Agricultural Economics Department


Date of this Version



A THESIS Presented to the Faculty of The Graduate College at the University of Nebraska In Partial Fulfillment of Requirements For the Degree of Master of Science, Major: Agricultural Economics; Under the Supervision of Professor Darrell R. Mark
Lincoln, Nebraska: May, 2010
Copyright 2010 Justin Cech


Swine production has become a low-margin business. As costs of production have increased, producers are continuing to increase efficiency in market pig production and gilt development. Restricting energy intake during gilt development could have a positive impact on a producer’s bottom line, but few studies have economically analyzed production differences caused by energy restriction.

This study utilized gilt development and market pig production data from biological studies that included a 2x2 factorial arrangement of half-sibling maternal lines (LWxLR and L45X) entering two gilt development programs. In one program, gilts were fed on an ad libitum basis. In the other, gilts were restricted to 75% of ad libitum energy intake from approximately 123 days of age until breeding (approximately 226 days of age).

The gilt development data were analyzed in an enterprise budget in both a deterministic analysis where 2004 through 2006 average prices were used and in a stochastic experiment where a simulation engine was used to generate price data with the same correlations and means as historical prices.

In both genetic lines, energy-restricted gilts had a greater probability of reproductive success than ad libitum gilts. Results from the budget showed both LWxLR and L45X energy-restricted progeny generated greater profits than ad libitum offspring. Restricted LWxLR market pigs had a lower breakeven selling price than ad libitum LWxLR progeny ($38.12/cwt restricted vs. $38.60/cwt ad libitum) while ad libitum L45X progeny had a lower breakeven selling price than restricted L45X offspring ($38.07/cwt ad libitum vs. $38.21/cwt restricted).

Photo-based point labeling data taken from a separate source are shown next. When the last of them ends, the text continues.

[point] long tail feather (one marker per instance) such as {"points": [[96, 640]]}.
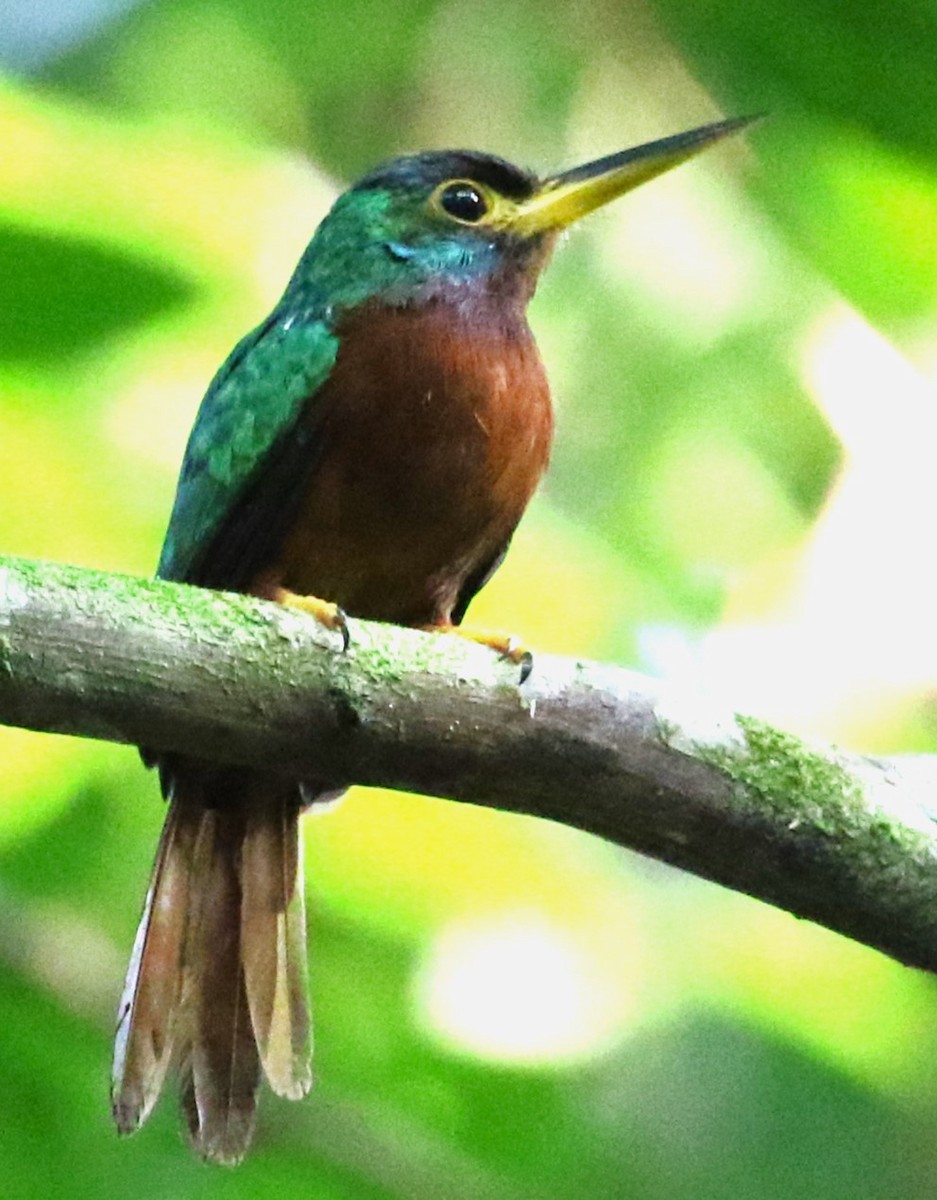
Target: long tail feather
{"points": [[149, 1006], [274, 941], [217, 983], [224, 1066]]}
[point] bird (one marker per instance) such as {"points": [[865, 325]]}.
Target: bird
{"points": [[367, 450]]}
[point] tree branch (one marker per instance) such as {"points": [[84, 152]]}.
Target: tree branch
{"points": [[845, 840]]}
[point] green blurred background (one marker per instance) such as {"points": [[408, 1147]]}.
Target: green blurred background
{"points": [[744, 361]]}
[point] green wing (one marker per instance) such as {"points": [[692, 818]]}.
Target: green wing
{"points": [[238, 461]]}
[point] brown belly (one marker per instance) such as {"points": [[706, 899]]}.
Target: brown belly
{"points": [[431, 439]]}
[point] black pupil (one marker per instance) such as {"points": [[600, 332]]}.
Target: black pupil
{"points": [[463, 202]]}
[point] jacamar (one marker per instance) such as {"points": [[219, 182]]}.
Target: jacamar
{"points": [[374, 442]]}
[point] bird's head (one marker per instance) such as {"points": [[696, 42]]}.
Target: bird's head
{"points": [[442, 221]]}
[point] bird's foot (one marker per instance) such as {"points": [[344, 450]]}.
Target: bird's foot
{"points": [[330, 616], [505, 645]]}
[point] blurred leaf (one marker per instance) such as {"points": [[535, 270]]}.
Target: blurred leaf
{"points": [[62, 298]]}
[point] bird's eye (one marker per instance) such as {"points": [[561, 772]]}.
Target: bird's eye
{"points": [[463, 201]]}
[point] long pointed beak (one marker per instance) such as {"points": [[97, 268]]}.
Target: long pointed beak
{"points": [[564, 198]]}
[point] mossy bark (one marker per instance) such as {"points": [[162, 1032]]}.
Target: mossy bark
{"points": [[845, 840]]}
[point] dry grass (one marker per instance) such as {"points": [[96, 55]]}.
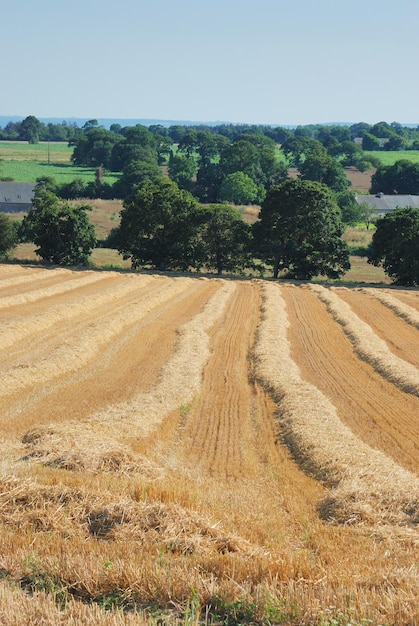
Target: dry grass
{"points": [[149, 484], [406, 312], [367, 485], [368, 345]]}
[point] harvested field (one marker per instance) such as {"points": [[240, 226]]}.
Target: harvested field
{"points": [[185, 450]]}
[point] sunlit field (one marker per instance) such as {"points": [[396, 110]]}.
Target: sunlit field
{"points": [[185, 450]]}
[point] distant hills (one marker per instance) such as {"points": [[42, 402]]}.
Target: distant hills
{"points": [[107, 122]]}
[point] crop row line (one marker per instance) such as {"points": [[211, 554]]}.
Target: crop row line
{"points": [[366, 485], [406, 312], [367, 345]]}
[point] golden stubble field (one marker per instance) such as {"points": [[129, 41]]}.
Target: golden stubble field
{"points": [[193, 450]]}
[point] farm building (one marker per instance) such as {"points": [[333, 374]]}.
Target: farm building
{"points": [[383, 204], [16, 197]]}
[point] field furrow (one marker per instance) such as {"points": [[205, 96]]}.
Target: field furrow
{"points": [[54, 356], [401, 338], [217, 433], [408, 313], [367, 484], [194, 450], [407, 296], [80, 304], [368, 345], [51, 285], [97, 435], [374, 409]]}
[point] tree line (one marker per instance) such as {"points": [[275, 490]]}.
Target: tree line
{"points": [[187, 221]]}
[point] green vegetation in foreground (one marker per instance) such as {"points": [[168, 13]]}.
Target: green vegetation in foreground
{"points": [[389, 157]]}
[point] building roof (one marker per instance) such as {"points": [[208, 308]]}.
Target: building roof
{"points": [[383, 203], [16, 193]]}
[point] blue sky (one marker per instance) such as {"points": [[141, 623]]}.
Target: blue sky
{"points": [[242, 61]]}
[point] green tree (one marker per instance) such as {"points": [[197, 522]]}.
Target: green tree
{"points": [[395, 245], [63, 233], [182, 170], [239, 188], [159, 227], [225, 239], [93, 147], [300, 230], [370, 142], [8, 236], [325, 169], [135, 174]]}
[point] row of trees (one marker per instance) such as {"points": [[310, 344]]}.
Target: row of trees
{"points": [[399, 137], [163, 227]]}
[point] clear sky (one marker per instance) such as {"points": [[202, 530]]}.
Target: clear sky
{"points": [[242, 61]]}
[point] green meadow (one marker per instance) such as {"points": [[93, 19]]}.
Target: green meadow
{"points": [[25, 162], [390, 157]]}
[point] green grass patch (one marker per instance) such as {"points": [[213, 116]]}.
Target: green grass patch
{"points": [[30, 171], [389, 157], [25, 163]]}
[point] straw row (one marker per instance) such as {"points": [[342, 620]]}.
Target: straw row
{"points": [[92, 445], [21, 329], [73, 352], [180, 378], [368, 345], [84, 278], [366, 485], [406, 312]]}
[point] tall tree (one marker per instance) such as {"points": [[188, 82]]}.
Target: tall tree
{"points": [[8, 236], [300, 230], [225, 239], [63, 233], [159, 227], [325, 169], [30, 129], [395, 245]]}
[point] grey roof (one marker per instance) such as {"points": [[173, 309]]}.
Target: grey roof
{"points": [[16, 193], [383, 204]]}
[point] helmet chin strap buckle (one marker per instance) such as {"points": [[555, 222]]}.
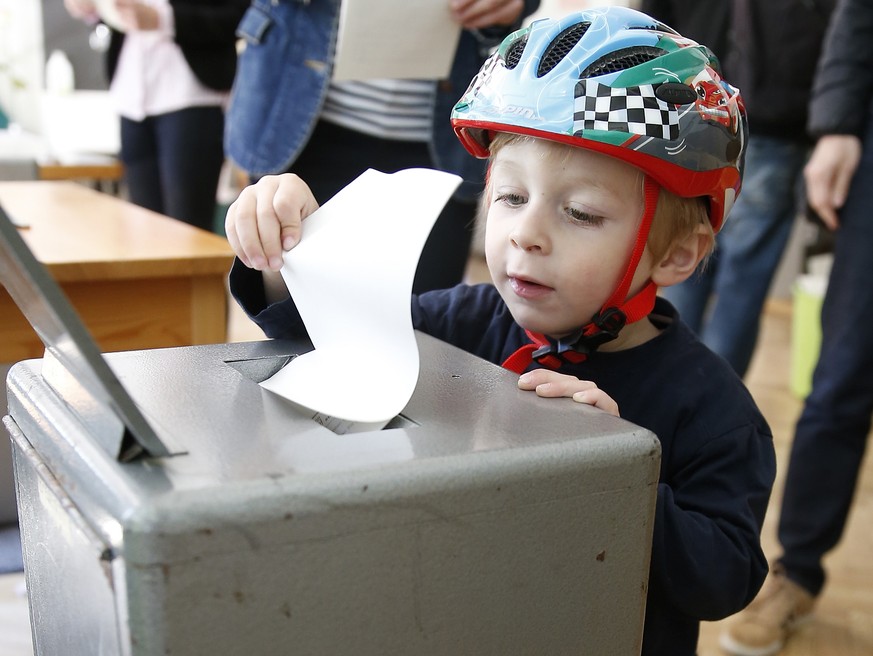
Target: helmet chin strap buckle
{"points": [[604, 327]]}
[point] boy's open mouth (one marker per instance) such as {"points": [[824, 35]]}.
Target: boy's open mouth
{"points": [[528, 288]]}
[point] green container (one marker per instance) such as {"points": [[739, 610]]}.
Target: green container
{"points": [[805, 332]]}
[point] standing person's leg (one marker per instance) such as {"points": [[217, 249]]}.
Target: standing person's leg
{"points": [[830, 437], [139, 154], [191, 155], [750, 246], [831, 434]]}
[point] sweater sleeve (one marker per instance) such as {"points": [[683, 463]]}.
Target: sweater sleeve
{"points": [[844, 80], [707, 559], [278, 320]]}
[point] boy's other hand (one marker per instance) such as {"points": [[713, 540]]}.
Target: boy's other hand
{"points": [[829, 173], [551, 384], [265, 220], [478, 14]]}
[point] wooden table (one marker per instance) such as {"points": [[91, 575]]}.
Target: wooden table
{"points": [[138, 279]]}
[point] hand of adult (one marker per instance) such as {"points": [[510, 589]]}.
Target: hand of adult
{"points": [[476, 14], [265, 220], [138, 16], [829, 173], [81, 9]]}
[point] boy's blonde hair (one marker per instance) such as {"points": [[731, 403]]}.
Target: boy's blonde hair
{"points": [[675, 219]]}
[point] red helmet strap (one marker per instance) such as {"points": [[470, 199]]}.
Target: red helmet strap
{"points": [[617, 312]]}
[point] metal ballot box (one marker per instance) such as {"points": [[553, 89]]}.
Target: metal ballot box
{"points": [[170, 505]]}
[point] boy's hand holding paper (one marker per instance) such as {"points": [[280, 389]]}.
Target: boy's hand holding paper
{"points": [[351, 279]]}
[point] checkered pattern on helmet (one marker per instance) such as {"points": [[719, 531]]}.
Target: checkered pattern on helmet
{"points": [[636, 110]]}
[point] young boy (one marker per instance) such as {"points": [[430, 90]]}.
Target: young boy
{"points": [[599, 127]]}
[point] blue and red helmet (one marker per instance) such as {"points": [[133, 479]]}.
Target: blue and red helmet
{"points": [[618, 82]]}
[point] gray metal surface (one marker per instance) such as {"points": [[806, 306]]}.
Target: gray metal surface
{"points": [[493, 521], [75, 367]]}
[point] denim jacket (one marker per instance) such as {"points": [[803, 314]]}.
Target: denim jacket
{"points": [[282, 80]]}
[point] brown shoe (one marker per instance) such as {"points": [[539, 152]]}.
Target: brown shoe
{"points": [[763, 627]]}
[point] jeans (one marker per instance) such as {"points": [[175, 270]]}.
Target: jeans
{"points": [[172, 162], [831, 435], [722, 302]]}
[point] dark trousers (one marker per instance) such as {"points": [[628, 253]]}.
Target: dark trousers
{"points": [[831, 434], [334, 157], [172, 162]]}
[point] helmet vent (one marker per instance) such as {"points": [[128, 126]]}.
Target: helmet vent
{"points": [[513, 54], [561, 46], [621, 60]]}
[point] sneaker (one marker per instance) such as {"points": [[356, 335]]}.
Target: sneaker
{"points": [[763, 627]]}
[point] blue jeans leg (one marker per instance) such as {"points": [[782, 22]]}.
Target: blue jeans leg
{"points": [[748, 251], [173, 161], [831, 435]]}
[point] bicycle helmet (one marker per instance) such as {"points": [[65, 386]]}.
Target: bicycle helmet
{"points": [[615, 81]]}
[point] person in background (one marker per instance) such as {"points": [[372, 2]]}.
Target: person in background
{"points": [[705, 22], [170, 71], [287, 115], [772, 54], [832, 432], [588, 210]]}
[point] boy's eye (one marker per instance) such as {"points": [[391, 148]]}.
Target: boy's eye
{"points": [[584, 217], [513, 200]]}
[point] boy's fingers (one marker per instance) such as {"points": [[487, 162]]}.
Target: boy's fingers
{"points": [[599, 399]]}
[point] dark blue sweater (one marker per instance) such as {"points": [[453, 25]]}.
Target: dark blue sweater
{"points": [[718, 462]]}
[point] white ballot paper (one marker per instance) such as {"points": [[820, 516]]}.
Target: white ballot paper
{"points": [[411, 39], [351, 279]]}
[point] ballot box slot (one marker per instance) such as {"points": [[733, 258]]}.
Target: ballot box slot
{"points": [[260, 369]]}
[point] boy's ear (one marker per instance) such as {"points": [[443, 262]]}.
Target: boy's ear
{"points": [[682, 258]]}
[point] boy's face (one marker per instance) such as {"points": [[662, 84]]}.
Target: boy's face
{"points": [[561, 223]]}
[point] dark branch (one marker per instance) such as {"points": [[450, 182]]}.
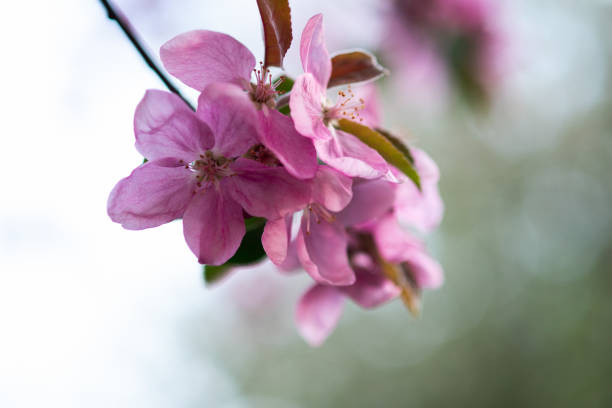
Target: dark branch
{"points": [[115, 14]]}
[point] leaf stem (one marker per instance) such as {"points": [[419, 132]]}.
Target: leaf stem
{"points": [[114, 13]]}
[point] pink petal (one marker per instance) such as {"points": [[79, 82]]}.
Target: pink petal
{"points": [[166, 127], [268, 192], [213, 226], [322, 249], [306, 103], [201, 57], [291, 262], [232, 118], [295, 151], [318, 312], [399, 246], [392, 240], [276, 237], [155, 193], [371, 199], [371, 289], [315, 58], [352, 157], [422, 209], [331, 189]]}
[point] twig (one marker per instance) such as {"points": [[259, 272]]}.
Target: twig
{"points": [[114, 13]]}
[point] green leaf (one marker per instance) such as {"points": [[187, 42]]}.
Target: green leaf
{"points": [[249, 252], [392, 154], [355, 66], [397, 142], [285, 86], [276, 19]]}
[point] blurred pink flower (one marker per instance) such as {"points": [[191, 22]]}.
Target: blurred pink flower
{"points": [[422, 209], [314, 116], [195, 172], [372, 249]]}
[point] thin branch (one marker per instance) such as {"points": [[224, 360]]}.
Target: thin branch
{"points": [[114, 13]]}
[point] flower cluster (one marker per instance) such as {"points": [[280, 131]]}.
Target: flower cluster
{"points": [[242, 155]]}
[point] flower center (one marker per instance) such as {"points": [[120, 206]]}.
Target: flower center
{"points": [[347, 107], [263, 91], [208, 170], [316, 212], [262, 154]]}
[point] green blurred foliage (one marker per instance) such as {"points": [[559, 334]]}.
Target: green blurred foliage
{"points": [[525, 316]]}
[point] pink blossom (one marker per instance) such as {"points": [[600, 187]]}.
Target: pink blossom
{"points": [[202, 58], [196, 171], [422, 209], [320, 308], [314, 116]]}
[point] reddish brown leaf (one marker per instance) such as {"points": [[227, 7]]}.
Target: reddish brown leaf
{"points": [[276, 19], [355, 66]]}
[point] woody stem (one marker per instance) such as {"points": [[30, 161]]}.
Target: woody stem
{"points": [[114, 13]]}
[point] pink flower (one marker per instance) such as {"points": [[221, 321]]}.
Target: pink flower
{"points": [[314, 116], [321, 241], [382, 242], [201, 58], [422, 209], [196, 171]]}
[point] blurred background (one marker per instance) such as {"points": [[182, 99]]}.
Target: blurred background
{"points": [[512, 101]]}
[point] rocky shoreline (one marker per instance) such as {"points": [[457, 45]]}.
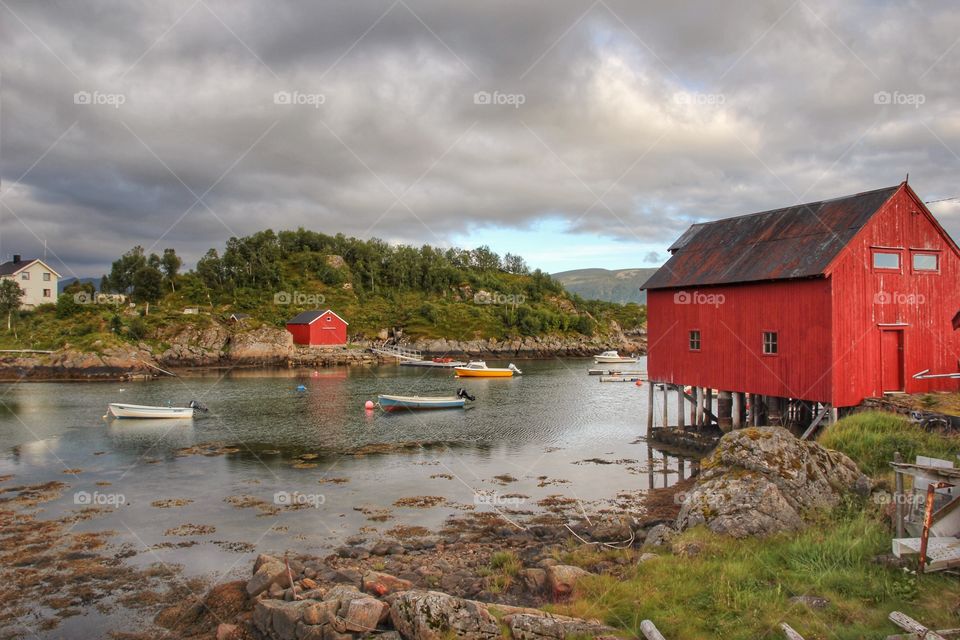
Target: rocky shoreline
{"points": [[221, 346]]}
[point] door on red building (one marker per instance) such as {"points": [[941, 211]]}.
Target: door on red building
{"points": [[891, 359]]}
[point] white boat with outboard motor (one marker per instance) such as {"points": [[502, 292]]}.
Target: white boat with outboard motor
{"points": [[122, 410]]}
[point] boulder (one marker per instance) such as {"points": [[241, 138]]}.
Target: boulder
{"points": [[365, 614], [526, 626], [759, 481], [562, 578], [660, 535], [269, 572], [381, 584], [431, 615], [277, 619]]}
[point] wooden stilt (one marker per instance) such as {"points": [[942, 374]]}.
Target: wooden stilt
{"points": [[681, 409], [666, 404], [736, 410], [649, 406]]}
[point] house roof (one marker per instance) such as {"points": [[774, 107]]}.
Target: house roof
{"points": [[309, 317], [10, 267], [793, 242]]}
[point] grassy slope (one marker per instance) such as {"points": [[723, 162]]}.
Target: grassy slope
{"points": [[741, 589], [419, 314], [619, 286]]}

In the stochastic simulation, both LWxLR and L45X restricted progeny generated greater profits than their ad libitum counterparts in 93.7% and 79.2% of the iterations, respectively. Restricted LWxLR market pigs had lower breakeven selling prices than ad libitum LWxLR market pigs at all iterations while ad libitum L45X progeny had lower breakeven selling prices than restricted L45X progeny in 89.7% of the iterations of the simulation experiment.